Le bilan provisoire des accidents de la route en 2006 révèle une baisse de 11,6 % des tués par rapport à 2005. Les accidents dus à la vitesse et à l’alcool diminuent, mais il reste encore des progrès à faire.

Le bilan de la sécurité routière en 2006 est encore meilleur qu’en 2005. Le nombre de personnes tuées (décès à 30 jours) s’élève à 4 703, soit 11,6 % de moins par rapport à 2005. C’est la troisième plus forte baisse jamais enregistrée en France, après celles de 1974 et de 2003. C’est en outre la première fois que le nombre de victimes de la route est passé sous la barre des 5 000 morts avec le nouveau système de comptabilisation des décès à 30 jours selon les normes européennes (en 2005 : 5 318 tués à 30 jours). À noter également que depuis 2002, le taux de mortalité a chuté de 43 %.

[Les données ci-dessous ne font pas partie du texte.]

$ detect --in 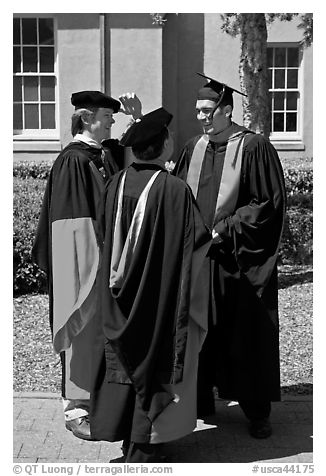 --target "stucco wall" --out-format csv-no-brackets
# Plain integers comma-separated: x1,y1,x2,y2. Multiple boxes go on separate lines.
57,13,101,146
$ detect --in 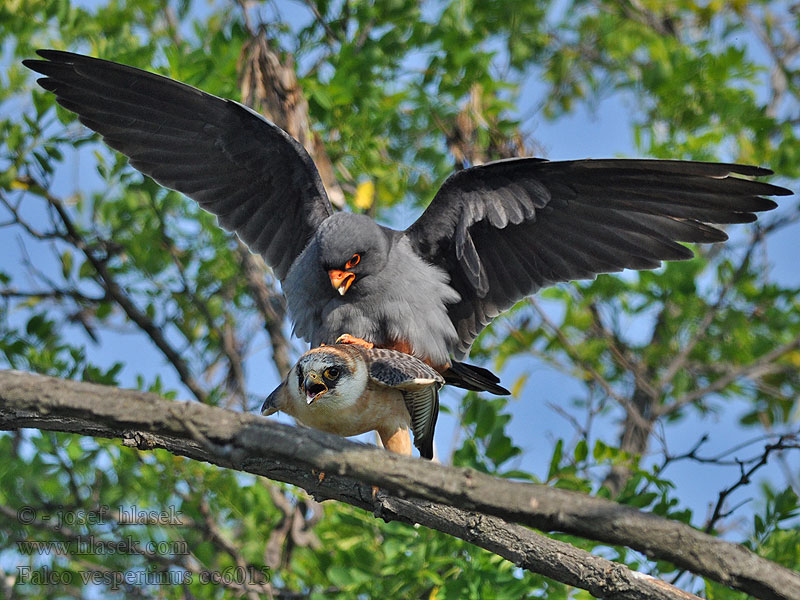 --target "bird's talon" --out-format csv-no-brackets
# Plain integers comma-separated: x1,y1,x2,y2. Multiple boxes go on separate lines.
336,333,375,350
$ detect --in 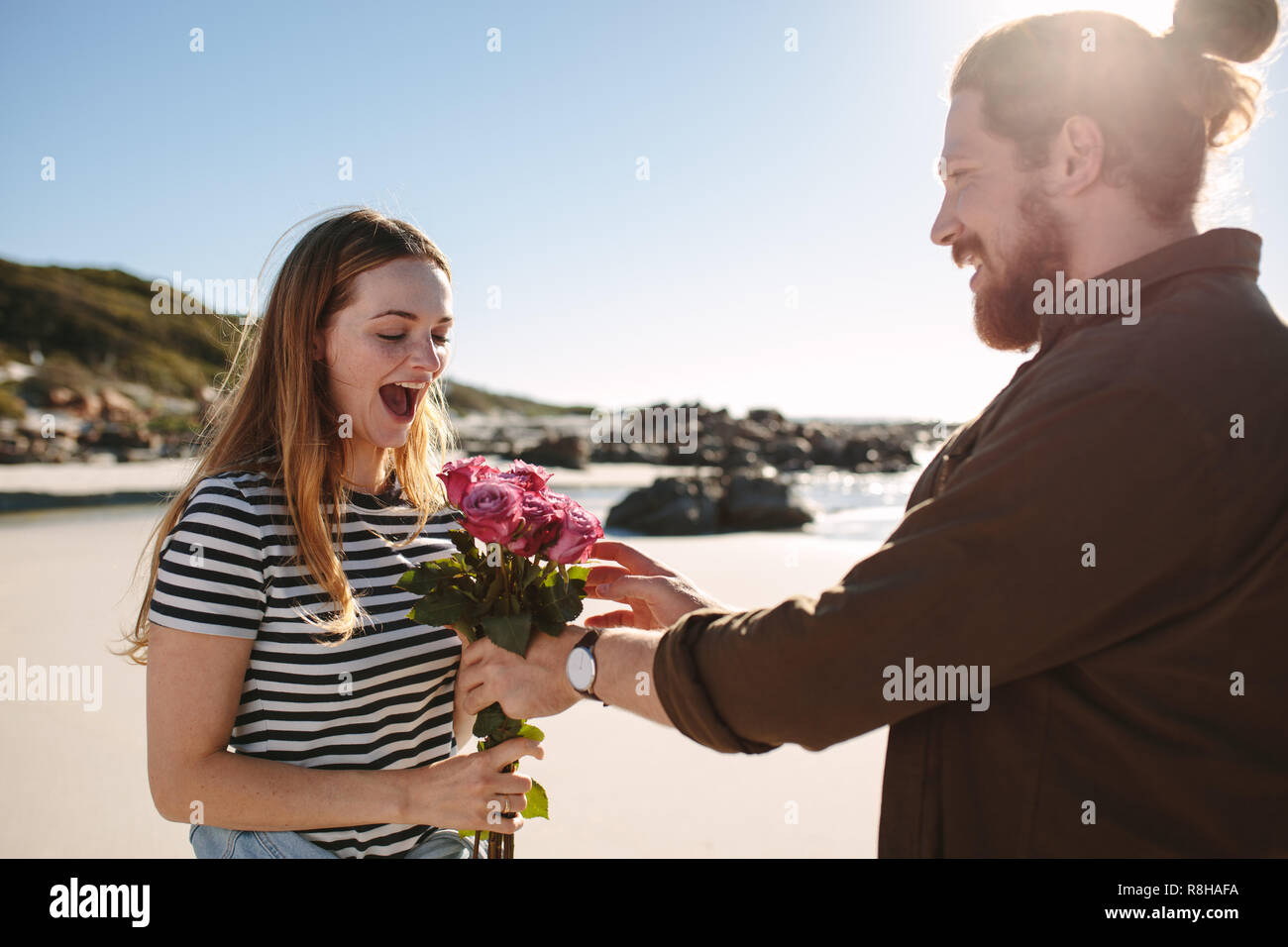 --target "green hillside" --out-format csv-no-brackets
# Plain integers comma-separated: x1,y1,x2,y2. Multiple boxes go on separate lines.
0,259,590,416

LA DSCR RELATIVISE LA HAUSSE DU NOMBRE DE BLESSÉS
Si les nombres des accidents corporels et des blessés diminuent, c’est surtout la baisse du nombre de personnes tuées qui est la plus marquée, comme le démontre le tableau ci-dessous. Selon la DSCR, l’augmentation du nombre de blessés hospitalisés s’explique « essentiellement par le fait qu’au début de l’année 2005, certaines unités des forces de l’ordre ont continué à utiliser l’ancienne définition du blessé grave (ndlr : à savoir ne comptabiliser que les personnes hospitalisées plus de 6 jours) conduisant à une sous-estimation du nombre des blessés hospitalisés en 2005 ».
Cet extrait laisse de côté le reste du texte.